Immigration Blasted For 'Authoritarian Culture' After Blocking Legal Inspection Of Christmas Island


The Department of Immigration has been handed a stern rebuke by a Victorian Court and blasted for its “authoritarian culture” after an officer tried to prevent solicitors gaining access to a Christmas Island detention facility.

Jacob Varghese, a principle in law firm Maurice Blackburn’s class actions department, told New Matilda he had no sympathy for a Department of Immigration official who prevented solicitors from his firm inspecting Christmas Island’s White Compound, in spite of the fact a court had ordered them to do so.

“I think we have a real problem with the culture in the Department of Immigration [because]they’re so used to saying no,” Varghese said.

“They’re used to saying no to asylum seekers, they’re used to saying no to detainees who have various needs, they’re used to saying no to journalists, and they’re used to saying no to lawyers.”

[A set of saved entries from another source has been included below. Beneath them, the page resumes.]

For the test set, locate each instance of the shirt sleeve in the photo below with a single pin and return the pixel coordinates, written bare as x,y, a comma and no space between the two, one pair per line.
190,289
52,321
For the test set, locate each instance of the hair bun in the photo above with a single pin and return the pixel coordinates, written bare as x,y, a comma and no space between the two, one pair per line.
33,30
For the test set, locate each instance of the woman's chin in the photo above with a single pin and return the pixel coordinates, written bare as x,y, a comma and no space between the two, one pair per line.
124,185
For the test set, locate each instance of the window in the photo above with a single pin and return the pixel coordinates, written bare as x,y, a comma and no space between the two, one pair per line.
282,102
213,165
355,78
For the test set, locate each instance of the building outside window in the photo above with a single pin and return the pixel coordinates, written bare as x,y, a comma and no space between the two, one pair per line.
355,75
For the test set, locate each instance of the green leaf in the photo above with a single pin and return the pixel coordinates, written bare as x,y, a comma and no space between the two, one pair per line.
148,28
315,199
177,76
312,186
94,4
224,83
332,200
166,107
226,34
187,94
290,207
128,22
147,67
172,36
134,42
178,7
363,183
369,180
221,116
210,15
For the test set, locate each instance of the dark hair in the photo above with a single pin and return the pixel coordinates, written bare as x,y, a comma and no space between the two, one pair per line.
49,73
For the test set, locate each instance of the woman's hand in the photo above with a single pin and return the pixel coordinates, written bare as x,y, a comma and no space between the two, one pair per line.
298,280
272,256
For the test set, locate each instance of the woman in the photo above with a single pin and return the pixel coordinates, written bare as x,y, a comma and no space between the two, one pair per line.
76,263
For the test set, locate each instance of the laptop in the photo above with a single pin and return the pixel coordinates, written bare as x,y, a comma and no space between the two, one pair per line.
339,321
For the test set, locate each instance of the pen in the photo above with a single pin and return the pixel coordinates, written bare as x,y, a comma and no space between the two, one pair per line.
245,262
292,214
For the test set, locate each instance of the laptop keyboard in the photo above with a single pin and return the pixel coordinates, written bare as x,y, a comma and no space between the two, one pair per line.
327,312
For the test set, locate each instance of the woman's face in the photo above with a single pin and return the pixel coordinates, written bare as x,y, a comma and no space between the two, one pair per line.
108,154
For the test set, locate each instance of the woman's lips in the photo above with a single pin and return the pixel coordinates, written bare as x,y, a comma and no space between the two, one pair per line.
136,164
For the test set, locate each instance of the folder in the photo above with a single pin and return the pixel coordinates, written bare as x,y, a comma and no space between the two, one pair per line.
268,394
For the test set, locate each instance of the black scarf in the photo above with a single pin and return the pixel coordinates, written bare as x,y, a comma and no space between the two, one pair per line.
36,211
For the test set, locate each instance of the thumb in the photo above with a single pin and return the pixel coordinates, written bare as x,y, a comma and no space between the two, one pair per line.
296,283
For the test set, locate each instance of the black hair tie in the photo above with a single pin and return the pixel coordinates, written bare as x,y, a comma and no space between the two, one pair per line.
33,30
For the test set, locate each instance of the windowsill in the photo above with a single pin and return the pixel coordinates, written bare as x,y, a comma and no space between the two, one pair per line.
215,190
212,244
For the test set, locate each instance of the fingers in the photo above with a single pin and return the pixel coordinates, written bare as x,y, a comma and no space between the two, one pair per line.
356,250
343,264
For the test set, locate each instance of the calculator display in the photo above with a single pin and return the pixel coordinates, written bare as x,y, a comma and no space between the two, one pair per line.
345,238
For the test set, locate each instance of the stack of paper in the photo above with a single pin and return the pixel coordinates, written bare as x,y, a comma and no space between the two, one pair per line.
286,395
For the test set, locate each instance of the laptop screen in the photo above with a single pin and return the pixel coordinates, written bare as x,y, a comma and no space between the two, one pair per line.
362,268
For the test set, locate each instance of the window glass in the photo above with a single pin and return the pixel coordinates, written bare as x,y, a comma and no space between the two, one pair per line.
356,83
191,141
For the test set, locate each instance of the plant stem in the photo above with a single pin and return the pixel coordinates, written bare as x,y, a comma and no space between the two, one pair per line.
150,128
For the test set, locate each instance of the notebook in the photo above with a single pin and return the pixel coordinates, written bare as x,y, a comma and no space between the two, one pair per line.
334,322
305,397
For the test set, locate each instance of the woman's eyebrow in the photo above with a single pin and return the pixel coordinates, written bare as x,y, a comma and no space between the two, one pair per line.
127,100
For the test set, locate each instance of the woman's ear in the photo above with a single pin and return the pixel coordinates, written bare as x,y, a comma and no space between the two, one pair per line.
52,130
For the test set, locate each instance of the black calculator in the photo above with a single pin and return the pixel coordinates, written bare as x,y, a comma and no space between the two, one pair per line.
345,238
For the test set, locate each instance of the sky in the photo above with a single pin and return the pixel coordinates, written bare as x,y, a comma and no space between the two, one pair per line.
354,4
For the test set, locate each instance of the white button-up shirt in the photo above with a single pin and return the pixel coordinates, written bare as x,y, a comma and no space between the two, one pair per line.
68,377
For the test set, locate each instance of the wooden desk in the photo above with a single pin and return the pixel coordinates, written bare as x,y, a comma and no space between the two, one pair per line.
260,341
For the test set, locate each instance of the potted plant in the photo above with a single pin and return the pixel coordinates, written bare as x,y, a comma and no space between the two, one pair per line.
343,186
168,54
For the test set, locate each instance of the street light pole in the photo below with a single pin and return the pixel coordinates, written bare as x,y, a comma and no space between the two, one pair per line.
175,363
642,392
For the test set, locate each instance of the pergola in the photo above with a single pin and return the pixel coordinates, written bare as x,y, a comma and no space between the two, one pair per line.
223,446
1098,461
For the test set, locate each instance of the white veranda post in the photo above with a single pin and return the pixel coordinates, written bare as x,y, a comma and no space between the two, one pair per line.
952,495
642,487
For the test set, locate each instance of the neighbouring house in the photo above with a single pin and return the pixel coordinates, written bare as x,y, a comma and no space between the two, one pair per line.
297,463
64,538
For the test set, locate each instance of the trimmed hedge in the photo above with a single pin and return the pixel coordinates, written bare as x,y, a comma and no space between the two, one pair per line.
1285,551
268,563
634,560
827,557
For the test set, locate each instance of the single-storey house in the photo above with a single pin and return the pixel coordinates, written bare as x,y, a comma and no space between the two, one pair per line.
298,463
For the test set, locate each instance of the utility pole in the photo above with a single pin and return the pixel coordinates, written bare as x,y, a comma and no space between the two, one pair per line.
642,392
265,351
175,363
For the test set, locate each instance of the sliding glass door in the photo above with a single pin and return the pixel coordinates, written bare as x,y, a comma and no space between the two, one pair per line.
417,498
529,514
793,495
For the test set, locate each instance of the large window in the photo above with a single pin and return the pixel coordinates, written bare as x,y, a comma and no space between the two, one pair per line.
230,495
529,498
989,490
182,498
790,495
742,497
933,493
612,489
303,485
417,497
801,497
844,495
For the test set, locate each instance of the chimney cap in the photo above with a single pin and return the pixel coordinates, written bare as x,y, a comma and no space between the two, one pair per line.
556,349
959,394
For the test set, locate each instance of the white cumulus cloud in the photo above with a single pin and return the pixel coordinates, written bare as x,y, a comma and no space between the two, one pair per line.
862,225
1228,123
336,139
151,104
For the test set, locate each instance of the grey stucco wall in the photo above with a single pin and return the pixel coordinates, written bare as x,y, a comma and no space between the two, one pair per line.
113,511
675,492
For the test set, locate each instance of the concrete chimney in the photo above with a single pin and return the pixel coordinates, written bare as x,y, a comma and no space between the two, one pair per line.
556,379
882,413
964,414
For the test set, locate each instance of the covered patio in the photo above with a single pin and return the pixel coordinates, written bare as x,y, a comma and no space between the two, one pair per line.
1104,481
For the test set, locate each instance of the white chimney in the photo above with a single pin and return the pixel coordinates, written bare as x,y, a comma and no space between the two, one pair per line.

Solicitors from Maurice Blackburn travelled to Christmas Island in April to interview clients and inspect and photograph the White Compound but were told they would not be able to do so because of concerns about detainee privacy.

The trip to the Island was part of a class action the firm are running on behalf of a seven-year-old girl who spent a lengthy period in detention on Christmas Island. Her lawyers argue she suffered a range of physical and psychological injuries as a result of her detention and that the Commonwealth failed in its duty to provide an appropriate standard of care.

After being blocked from gaining access to the centre, Maurice Blackburn lawyers returned to the Victorian Supreme Court, which found an officer of the Department had failed to comply with the original Court order.

As a result, solicitors Elizabeth O’Shea and Min Guo were eventually allowed to make their inspection of the centre.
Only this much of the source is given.